ERIC Number: ED373613
Record Type: RIE
Publication Date: 1994-Apr
Reference Count: N/A
Tenure and Promotion Procedures: An Analysis of University Policies.
Flanigan, Jackson L.; And Others
This study examined the impact of the U.S. Supreme Court ruling in University of Pennsylvania v. EEOC as it applies to tenure/promotion practices and the disclosure of peer evaluation information. The 1990 decision ordered the university to turn over confidential tenure files to the federal Equal Employment Opportunity Commission (EEOC) pursuant to the agency's investigation of employment discrimination charges at the university. The study sought to determine how the ruling affected the regulations governing tenure at colleges and universities. A total of 224 institutions of higher education with programs which prepared school administrators were surveyed. Of the 224 participants, 149 returned the survey. The survey found that tenure and promotion meetings were closed in 83 percent of their institutions, and that no change in the tenure or promotion process was noted in 67 percent of the responding institutions during the past 5 years. During that time period the number of granted tenure decisions increased, from 28 in 1987 to 65 in 1991. The number of faculty requesting reviews of denial, the number of tenure challenges, and the number of promotion challenges also increased significantly.

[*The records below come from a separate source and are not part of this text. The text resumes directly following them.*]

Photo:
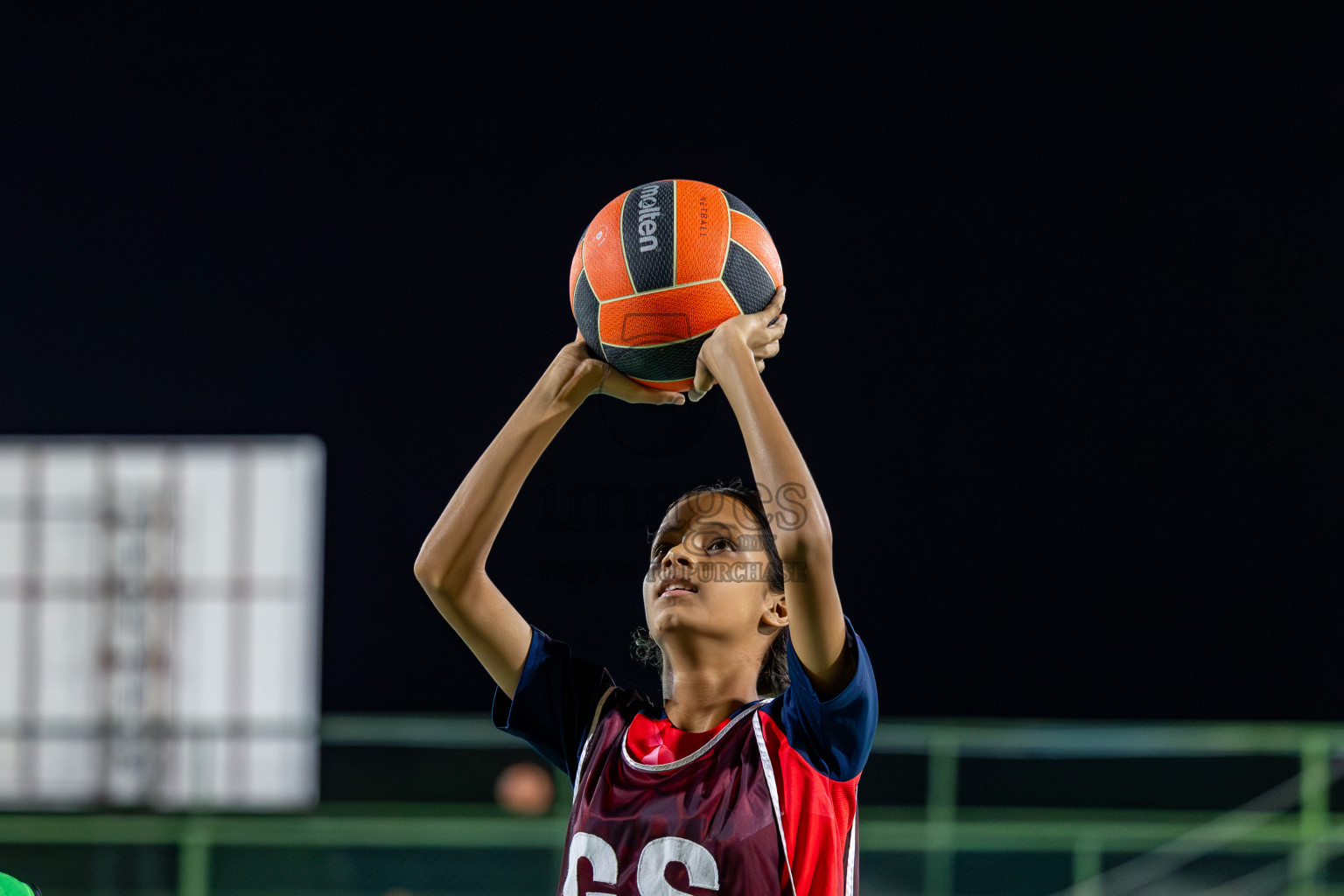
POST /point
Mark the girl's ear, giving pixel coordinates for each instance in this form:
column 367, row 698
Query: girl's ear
column 777, row 614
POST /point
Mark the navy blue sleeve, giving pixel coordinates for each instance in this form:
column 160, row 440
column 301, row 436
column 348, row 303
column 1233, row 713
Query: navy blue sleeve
column 834, row 735
column 554, row 703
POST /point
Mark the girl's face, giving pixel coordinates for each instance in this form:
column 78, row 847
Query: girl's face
column 709, row 571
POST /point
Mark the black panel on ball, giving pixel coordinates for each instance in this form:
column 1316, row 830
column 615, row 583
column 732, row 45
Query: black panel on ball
column 747, row 280
column 584, row 312
column 648, row 234
column 675, row 361
column 737, row 205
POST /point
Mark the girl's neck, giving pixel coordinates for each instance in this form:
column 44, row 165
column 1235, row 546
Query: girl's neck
column 699, row 697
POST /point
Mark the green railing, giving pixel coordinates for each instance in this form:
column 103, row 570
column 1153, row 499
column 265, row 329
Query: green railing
column 1288, row 830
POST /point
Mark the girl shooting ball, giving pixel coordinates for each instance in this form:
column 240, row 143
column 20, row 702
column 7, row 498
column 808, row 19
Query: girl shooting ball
column 744, row 780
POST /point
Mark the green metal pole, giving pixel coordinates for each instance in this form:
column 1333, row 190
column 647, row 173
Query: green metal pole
column 941, row 813
column 193, row 858
column 1086, row 868
column 1313, row 816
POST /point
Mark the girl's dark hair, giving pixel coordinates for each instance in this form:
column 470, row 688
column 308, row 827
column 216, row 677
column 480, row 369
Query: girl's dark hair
column 774, row 670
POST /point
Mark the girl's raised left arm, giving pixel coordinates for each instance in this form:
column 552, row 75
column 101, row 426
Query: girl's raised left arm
column 734, row 358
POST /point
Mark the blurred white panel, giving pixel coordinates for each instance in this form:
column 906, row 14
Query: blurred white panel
column 202, row 682
column 11, row 472
column 11, row 544
column 180, row 587
column 8, row 767
column 67, row 655
column 205, row 509
column 138, row 465
column 67, row 473
column 278, row 642
column 67, row 768
column 281, row 773
column 72, row 554
column 276, row 508
column 10, row 657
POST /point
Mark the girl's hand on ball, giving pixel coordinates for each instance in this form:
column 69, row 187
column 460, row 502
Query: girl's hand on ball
column 752, row 333
column 582, row 375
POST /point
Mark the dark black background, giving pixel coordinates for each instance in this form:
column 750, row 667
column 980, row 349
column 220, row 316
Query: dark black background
column 1060, row 351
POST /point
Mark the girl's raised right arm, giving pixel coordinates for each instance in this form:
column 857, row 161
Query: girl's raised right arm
column 451, row 566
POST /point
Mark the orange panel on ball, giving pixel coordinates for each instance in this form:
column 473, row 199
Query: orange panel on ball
column 754, row 238
column 602, row 256
column 669, row 386
column 666, row 316
column 702, row 231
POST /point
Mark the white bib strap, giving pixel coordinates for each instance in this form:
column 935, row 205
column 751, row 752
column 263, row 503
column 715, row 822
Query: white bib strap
column 774, row 794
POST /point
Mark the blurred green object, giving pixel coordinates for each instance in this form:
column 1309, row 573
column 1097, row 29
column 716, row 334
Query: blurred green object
column 11, row 887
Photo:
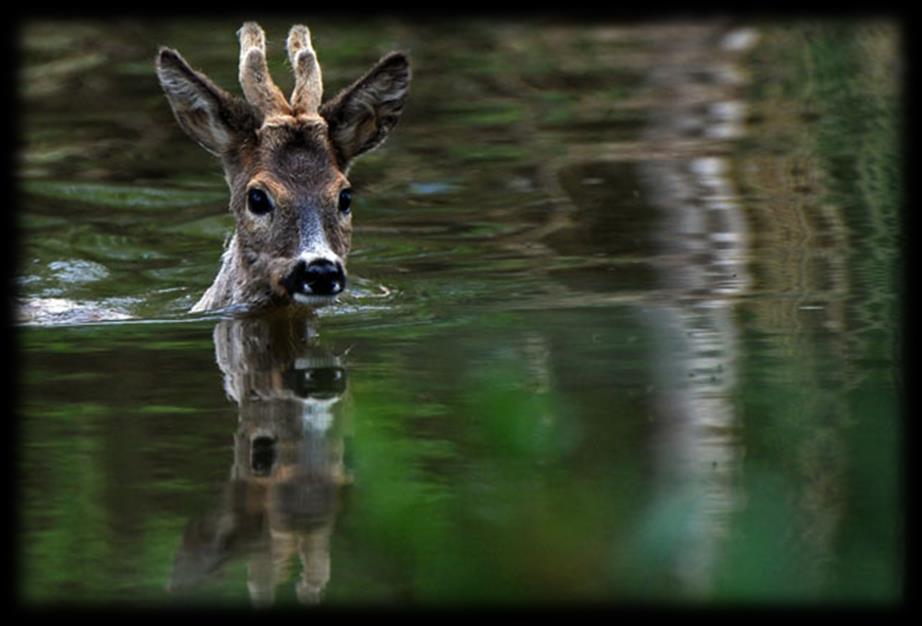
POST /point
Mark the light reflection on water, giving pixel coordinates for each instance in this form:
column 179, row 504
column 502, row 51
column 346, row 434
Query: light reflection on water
column 605, row 339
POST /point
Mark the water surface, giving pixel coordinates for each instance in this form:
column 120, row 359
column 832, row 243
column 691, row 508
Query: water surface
column 623, row 327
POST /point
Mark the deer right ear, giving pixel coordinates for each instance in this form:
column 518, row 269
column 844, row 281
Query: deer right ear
column 206, row 112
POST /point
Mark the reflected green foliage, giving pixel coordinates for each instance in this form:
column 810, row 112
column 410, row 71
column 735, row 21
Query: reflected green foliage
column 556, row 394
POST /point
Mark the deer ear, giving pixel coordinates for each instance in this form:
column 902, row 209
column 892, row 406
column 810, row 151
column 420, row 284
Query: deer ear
column 207, row 113
column 363, row 114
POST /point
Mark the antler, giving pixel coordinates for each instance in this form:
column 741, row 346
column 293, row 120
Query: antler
column 257, row 85
column 308, row 90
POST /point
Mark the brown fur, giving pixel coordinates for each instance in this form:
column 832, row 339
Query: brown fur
column 299, row 153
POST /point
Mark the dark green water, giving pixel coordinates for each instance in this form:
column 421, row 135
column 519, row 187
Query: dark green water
column 624, row 326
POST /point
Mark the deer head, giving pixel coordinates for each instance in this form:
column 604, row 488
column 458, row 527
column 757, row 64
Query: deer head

The findings revealed that the 1990 court decision has had a definite impact on the tenure and promotion policies at many institutions. (Contains 49 references.) (MDM)
Publication Type: Reports - Research; Speeches/Meeting Papers
Education Level: N/A
Authoring Institution: N/A
Identifiers: Supreme Court; University of Pennsylvania v EEOC
Note: Paper presented at the Annual Meeting of the Society of Professors of Education, American Educational Research Association (New Orleans, LA, April 4-8, 1994).